Possível corte de tropas dos EUA na Europa pode afetar OTAN e relações comerciais

Segundo publicação citada, Washington avalia deslocar parte do efetivo militar para a região do Indo-Pacífico

Por Sputnik Brasil Publicado em 20/06/2026 às 12:30
Legenda não informada no material original. © AP Photo / Mindaugas Kulbis

Uma eventual redução da presença militar dos Estados Unidos na Europa pode trazer riscos às parcerias econômicas e comerciais transatlânticas, além de afetar o poder da Organização do Tratado do Atlântico Norte (OTAN), segundo uma mídia ocidental.

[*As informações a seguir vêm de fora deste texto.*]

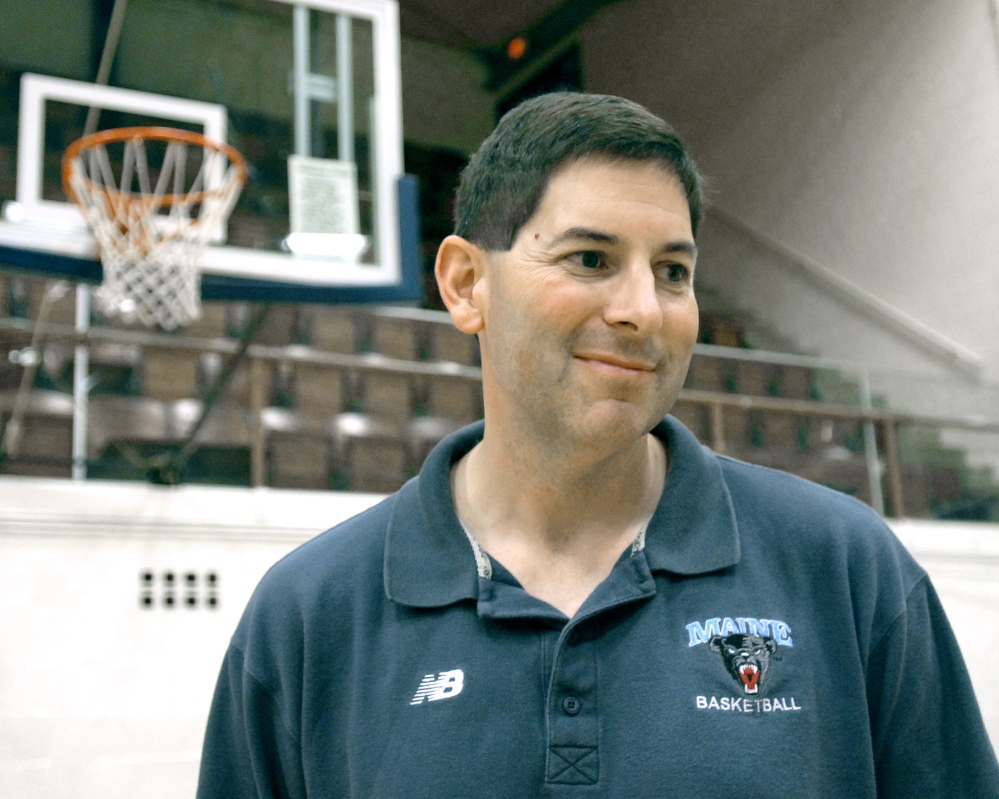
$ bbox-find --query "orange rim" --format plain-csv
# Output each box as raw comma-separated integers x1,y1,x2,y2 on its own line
62,125,249,205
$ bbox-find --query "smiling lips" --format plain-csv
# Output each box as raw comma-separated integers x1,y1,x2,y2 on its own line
576,353,656,375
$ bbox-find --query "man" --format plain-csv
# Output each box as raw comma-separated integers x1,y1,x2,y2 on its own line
199,94,999,799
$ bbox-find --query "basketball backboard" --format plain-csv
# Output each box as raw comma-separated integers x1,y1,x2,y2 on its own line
0,0,421,302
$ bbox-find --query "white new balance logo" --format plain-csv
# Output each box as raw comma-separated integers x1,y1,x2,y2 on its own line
409,669,465,705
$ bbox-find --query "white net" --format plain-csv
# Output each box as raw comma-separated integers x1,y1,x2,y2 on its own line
65,131,245,330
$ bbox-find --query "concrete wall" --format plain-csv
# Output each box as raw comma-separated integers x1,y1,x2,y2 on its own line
582,0,999,390
0,477,999,799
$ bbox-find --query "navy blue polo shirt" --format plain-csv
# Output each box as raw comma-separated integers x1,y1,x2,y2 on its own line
198,417,999,799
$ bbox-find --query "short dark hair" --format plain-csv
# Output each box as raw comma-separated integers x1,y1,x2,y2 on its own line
454,92,702,251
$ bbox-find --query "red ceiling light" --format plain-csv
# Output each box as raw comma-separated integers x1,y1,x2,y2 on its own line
506,36,527,61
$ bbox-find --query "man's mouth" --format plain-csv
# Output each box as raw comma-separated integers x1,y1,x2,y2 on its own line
576,353,656,374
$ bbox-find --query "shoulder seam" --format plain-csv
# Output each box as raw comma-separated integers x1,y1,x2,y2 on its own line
230,644,302,747
871,570,929,652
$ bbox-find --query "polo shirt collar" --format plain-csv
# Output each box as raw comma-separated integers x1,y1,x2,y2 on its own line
645,416,739,575
384,417,739,607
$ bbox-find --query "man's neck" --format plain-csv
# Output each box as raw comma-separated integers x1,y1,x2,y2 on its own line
452,426,667,616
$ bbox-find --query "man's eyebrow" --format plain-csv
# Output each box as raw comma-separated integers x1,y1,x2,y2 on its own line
551,227,621,247
660,241,697,258
550,227,697,258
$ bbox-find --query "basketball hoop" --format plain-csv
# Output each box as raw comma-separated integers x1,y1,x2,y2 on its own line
62,127,247,330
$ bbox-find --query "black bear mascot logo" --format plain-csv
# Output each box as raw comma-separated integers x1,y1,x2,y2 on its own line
708,633,777,695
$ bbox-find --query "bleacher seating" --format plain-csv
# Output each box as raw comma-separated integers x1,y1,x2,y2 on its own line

A reportagem afirma que os Estados Unidos pretendem diminuir o número de tropas no continente europeu para enviá-las à região do Indo-Pacífico.

De acordo com a publicação, “as tropas norte-americanas estão na Europa há décadas não apenas para garantir o cumprimento dos compromissos do Tratado da OTAN, mas também para salvaguardar a relação comercial e de investimento mais importante do país no mundo”.

Conforme o material, uma medida desse tipo poderia enfraquecer a coesão transatlântica e comprometer o planejamento de defesa da OTAN construído ao longo do tempo. A publicação também aponta o risco de transmitir a percepção de que a divisão de encargos dentro da aliança estaria se desintegrando.

O texto avalia que, caso Washington decida aumentar suas forças, a decisão deveria ocorrer com base em uma estratégia clara, e não por omissão. Do contrário, a aliança poderia se tornar menos dividida e mais dividida em um momento considerado crítico.

Anteriormente, uma revista estadunidense publicou que a OTAN enfrentou uma crise permanente, em razão do desafio imposto pelo presidente norte-americano Donald Trump ao status quo transatlântico. Segundo o texto, eventos recentes, como a redução dos compromissos dos EUA, expõem fraturas profundas em vez de unidade.

A matéria também afirma que a OTAN tem sido marcada por crises persistentes e que a turbulência atual evidencia a fragilidade da Aliança Atlântica. As disputas recorrentes sobre quem paga e quando intervir no exterior deixaram os membros mais desconfiados e menos interessados ​​a agir em conjunto.